Groovy Filters

Introduction

If you have a need to modify data before it is indexed by Funnelback you can write a Groovy script to do this. The script will be called as part of the filtering framework. This document outlines the basics for Groovy filter development. See filter examples for a list of examples demonstrating other features of the filter fraemwork.

Groovy

The Groovy programming language is very similar to Java, and in fact, a valid Java class is also a valid Groovy class. Groovy does, however, provide a lot of syntaxic sugar to avoid some of the verboseness of Java.

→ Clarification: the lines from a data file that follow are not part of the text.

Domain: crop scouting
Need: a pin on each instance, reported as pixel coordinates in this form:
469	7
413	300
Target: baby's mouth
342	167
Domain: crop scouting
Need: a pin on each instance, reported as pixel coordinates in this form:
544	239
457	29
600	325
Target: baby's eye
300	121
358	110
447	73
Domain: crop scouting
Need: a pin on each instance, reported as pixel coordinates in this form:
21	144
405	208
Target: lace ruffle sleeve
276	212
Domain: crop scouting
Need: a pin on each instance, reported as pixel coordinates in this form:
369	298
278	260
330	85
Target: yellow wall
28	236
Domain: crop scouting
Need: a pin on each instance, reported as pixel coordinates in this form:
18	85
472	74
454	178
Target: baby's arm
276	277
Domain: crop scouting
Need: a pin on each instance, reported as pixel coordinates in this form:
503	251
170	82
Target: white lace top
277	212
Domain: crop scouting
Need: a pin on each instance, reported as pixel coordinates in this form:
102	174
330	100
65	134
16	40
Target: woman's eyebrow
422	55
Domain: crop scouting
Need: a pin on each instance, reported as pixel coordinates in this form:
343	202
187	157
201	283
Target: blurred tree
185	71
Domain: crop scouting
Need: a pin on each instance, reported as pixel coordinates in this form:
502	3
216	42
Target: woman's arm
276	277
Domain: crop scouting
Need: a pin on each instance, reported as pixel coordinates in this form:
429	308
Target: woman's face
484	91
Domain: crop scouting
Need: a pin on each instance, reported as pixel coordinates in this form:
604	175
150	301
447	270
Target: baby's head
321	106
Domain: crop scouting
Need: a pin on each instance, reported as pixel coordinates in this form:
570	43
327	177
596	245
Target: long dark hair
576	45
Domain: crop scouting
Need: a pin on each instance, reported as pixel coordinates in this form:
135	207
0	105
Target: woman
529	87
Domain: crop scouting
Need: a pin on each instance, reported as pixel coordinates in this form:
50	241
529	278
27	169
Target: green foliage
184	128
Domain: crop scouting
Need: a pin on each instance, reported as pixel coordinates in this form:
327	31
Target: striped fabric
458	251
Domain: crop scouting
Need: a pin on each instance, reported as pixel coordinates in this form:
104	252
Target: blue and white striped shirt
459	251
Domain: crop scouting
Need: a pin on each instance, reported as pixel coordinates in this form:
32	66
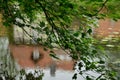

One good example is the Groovy syntax for regular expressions.

Groovy filter file locations

The Groovy filters should be placed in:

  • $SEARCH_HOME/lib/java/groovy/ or
  • $SEARCH_HOME/conf/<collection>/@groovy/ (v14.2 and above)

Placing filters in these locations will ensure that the filter is loaded as expected and will facilitate the configuration of the logging system.

Groovy filters location must reflect their package naming convention, and the file name should be the same as the class name.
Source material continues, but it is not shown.